BY WAYNE GRANT | CONTRIBUTING WRITER
It's all about developing new artists for Fred and Rose Ann Samuelson, who relocated to Ormond Beach five years ago to teach at the Art League of Daytona Beach.
“I love it,” Rose Ann Samuelson said. “The student says, ‘I don’t know what to do;’ then they take off. It’s like — boom — they create something, and it’s fantastic.”
The Samuelsons, who teach artists of all levels, believe that anyone can create art — all they need to do is try. And the better someone is able to draw, the better artist they'll usually become, even if they plan to make abstract art.
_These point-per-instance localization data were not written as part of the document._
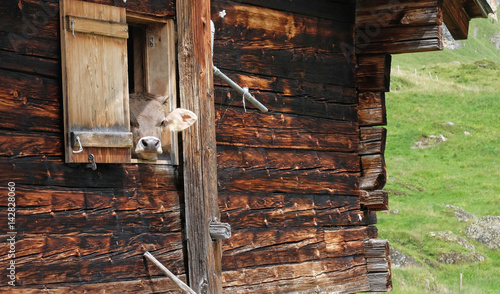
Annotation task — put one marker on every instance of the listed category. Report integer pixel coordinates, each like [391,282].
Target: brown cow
[148,118]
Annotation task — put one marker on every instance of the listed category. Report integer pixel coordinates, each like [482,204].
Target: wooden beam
[200,166]
[456,19]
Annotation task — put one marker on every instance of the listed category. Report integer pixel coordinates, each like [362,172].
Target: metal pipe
[240,90]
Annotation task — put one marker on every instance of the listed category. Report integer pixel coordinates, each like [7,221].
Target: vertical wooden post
[199,147]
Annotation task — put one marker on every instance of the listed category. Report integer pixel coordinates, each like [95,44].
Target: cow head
[149,117]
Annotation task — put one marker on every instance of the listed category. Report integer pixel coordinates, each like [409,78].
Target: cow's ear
[180,119]
[161,99]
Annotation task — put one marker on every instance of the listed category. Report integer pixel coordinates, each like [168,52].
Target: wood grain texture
[372,140]
[199,146]
[374,72]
After living in various places throughout Florida, the Southwest United States and Mexico, the couple moved to Ormond Beach from Tallahassee. Before the move, Fred Samuelson was leading workshops at the Art League of Daytona Beach from their home in Tallahassee.
Samuelson teaches a technique with watercolor washes called “drip and splash.” The artist drips washes of color through tissues onto a canvas, keeping a theme in mind. Then, the artist studies the images left by the tissues and paints toward the theme using more paint and pastel pencils.
This technique “energizes the imagination,” he said. “Students love it.”
Fred Samuelson, with a master of fine arts degree from the Art Institute of Chicago, has owned galleries and taught for years at the San Antonio Art Institute, as well as the Instituto Allende, in Mexico. He has also won several awards and been featured in “Who’s Who in American Art,” since 1962.
Rose Ann Samuelson, who earned a bachelor of fine arts degree from Ringling School of Art and Design, in Sarasota, when she was 40 years old, teaches figure painting. Throughout most of her career, she's sold her work at art festivals, and she also has a long list of awards and acknowledgements to her credit.
Originally an actress and singer, she performed with the Titusville Little Theater Group until going to art school.
“I had always been able to draw,” she said. “When I was a little girl, I drew on the wallpaper until my mother bought me a paint set.”
Both artists deny being retired.
“Artists never retire,” she said. “Other people retire and want to start painting, so we teach them.”